Rusty
- Founded: 1985; 41 years ago in San Diego
- Founder: Rusty Preisendorfer
- Headquarters: Perth, Western Australia, Australia
- Products: Surfing equipment and surfwear
- Owner: Vegas Enterprises Pty Ltd.
- Website: rusty.com.au

= Rusty Australia =

Surf Brand

Rusty is an Australian surfboard and surfwear brand formed in 1985 by Rusty Preisendorfer. It also operates in the US under the name Rusty Surfboards.

Notably, Rusty has worked with professional surfers such as Josh Kerr, Jamie O'Brien, C. J. Hobgood, Wade Carmichael, Liam "Letty" Mortensen, Jacob "Zeke" Szekely and Rob Bain.

==History==
Rusty began as Rusty Surfboards, a San Diego–based surfboard company founded by surfboard maker Rusty Preisendorfer in 1985. Before starting Rusty Surfboards, Preisendorfer had worked for Canyon Surfboards in San Diego. In 1985, Preisendorfer also collaborated with local surfboard maker Mick Button on a series of surfboards.

Professional surfer C.J. Hobgood became world champion in 2001, becoming the first athlete sponsored by Rusty Surfboards to become world champion. Rusty Australia was then renamed to just Rusty in 2006.

In 2014, Rusty and Billabong teamed up to make a line of surfboards that are replicas of the board used by Mark "Occy" Occhilupo in 1984.

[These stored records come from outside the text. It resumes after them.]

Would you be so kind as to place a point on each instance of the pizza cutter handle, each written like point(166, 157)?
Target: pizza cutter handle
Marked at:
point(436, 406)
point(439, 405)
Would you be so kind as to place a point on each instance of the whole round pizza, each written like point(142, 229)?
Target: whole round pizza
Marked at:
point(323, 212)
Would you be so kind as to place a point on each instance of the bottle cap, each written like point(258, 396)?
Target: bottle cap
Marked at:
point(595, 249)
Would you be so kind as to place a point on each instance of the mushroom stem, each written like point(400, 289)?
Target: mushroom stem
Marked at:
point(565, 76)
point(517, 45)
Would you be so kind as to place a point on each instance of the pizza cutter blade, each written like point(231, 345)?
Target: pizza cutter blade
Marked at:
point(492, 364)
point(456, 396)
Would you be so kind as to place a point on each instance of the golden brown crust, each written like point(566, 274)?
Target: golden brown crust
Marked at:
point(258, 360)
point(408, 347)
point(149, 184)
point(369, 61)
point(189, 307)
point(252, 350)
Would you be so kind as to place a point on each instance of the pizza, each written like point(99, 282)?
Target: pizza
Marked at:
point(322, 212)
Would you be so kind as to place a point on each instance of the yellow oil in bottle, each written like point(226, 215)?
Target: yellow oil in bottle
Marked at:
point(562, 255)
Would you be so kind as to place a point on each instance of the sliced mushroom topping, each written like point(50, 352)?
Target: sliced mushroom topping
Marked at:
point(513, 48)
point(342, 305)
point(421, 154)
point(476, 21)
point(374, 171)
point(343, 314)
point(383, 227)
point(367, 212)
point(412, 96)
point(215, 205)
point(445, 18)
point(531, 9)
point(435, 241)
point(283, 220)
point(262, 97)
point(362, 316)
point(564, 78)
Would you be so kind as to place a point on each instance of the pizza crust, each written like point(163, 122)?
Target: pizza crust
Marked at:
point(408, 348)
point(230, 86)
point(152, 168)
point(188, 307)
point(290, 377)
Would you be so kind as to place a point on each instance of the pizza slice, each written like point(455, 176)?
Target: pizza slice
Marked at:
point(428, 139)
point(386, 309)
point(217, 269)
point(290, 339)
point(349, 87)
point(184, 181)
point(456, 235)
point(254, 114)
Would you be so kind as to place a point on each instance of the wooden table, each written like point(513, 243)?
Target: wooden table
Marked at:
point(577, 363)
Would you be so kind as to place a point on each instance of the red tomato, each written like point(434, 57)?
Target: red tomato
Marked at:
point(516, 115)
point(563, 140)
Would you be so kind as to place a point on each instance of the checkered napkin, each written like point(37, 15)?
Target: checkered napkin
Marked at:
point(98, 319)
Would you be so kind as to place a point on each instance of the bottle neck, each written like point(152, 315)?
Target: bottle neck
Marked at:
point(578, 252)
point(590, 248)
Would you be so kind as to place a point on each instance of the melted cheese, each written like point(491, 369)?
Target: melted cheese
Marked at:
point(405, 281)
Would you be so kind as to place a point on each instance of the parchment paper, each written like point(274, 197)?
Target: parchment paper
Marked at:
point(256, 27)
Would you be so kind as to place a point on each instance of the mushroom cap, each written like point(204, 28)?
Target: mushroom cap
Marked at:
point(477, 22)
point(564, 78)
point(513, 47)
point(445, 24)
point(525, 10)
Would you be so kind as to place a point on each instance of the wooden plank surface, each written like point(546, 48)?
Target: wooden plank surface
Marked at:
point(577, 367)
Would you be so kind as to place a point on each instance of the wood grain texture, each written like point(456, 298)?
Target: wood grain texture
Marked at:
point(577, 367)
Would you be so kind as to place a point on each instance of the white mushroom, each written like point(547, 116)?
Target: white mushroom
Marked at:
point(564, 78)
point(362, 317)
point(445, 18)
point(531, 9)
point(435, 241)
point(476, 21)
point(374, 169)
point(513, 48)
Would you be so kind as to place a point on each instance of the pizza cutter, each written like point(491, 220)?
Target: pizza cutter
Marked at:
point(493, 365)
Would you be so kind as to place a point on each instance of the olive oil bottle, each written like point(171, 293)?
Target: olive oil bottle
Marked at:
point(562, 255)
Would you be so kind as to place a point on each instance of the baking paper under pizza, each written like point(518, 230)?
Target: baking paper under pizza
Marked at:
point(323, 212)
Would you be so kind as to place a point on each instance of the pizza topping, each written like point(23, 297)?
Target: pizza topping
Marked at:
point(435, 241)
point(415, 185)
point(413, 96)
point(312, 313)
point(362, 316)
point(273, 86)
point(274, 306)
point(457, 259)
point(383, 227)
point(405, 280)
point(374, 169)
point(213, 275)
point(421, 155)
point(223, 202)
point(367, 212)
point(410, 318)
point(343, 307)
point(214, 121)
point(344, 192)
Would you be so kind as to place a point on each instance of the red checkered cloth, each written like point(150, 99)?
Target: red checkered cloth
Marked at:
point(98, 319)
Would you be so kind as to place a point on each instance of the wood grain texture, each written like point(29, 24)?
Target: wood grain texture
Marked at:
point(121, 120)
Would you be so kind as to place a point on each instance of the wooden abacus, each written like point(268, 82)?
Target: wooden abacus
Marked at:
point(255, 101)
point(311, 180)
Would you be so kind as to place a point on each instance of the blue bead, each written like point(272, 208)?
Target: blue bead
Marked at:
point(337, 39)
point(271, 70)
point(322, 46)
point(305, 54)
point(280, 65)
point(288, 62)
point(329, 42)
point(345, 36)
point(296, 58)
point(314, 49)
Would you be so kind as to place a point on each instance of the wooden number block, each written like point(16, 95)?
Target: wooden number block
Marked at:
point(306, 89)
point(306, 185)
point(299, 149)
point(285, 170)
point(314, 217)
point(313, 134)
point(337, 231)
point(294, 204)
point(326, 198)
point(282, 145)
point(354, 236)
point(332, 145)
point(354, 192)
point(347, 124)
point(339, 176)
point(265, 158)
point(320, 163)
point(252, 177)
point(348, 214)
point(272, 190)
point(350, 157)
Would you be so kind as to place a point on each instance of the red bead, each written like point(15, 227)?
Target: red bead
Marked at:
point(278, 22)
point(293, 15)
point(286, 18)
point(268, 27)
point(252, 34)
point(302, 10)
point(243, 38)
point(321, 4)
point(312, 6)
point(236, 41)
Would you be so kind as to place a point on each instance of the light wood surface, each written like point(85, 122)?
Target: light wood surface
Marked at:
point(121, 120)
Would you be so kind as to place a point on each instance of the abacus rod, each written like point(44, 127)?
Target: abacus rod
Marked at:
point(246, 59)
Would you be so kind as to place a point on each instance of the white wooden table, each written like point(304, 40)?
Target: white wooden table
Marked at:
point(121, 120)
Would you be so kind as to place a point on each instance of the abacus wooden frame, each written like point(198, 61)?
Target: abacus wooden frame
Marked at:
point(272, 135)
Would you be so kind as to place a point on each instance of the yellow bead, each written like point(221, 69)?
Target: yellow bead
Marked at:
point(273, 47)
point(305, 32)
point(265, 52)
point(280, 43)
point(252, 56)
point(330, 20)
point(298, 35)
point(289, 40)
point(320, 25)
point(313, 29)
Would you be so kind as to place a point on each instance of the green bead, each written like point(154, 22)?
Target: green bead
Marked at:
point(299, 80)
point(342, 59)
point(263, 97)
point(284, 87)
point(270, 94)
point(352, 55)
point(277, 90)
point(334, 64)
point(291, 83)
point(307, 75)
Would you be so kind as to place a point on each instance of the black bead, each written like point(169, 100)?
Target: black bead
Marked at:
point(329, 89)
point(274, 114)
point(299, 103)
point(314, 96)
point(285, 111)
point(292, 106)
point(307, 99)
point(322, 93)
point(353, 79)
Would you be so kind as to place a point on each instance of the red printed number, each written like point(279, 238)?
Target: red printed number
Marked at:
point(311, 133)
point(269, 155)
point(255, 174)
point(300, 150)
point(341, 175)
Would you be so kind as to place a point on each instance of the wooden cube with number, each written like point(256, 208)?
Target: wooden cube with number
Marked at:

Rusty released the surf film TUFF (2015), which starred Noa Deane, Josh Kerr, and Dylan Goodale.

Surfer magazine released features on Rusty Surfboards' Chupacabra, SD, and Blackbird surfboard models in 2018, featuring designer Clint Presidendorfer.

In 2020, the Rusty Boardhouse surf shop in La Jolla, California, closed down. During the 2020 Australian bushfire season, Rusty also made a bushfire relief T-shirt design whose proceeds went to the Australian Red Cross and WIRES Wildlife Rescue's relief efforts.

==Surfboards and clothing==
Rusty has released a variety of surfboard types such as fish, shortboard, longboard, and hybrid surfboards. Its surfboard models include the Rusty Keg, the Rusty Blade, and the Dwart.

Rusty also makes clothing such as shirts, boardshorts, sandals, and swimwear. Rusty also introduced shark deterrent patterns to its surfboards in 2017.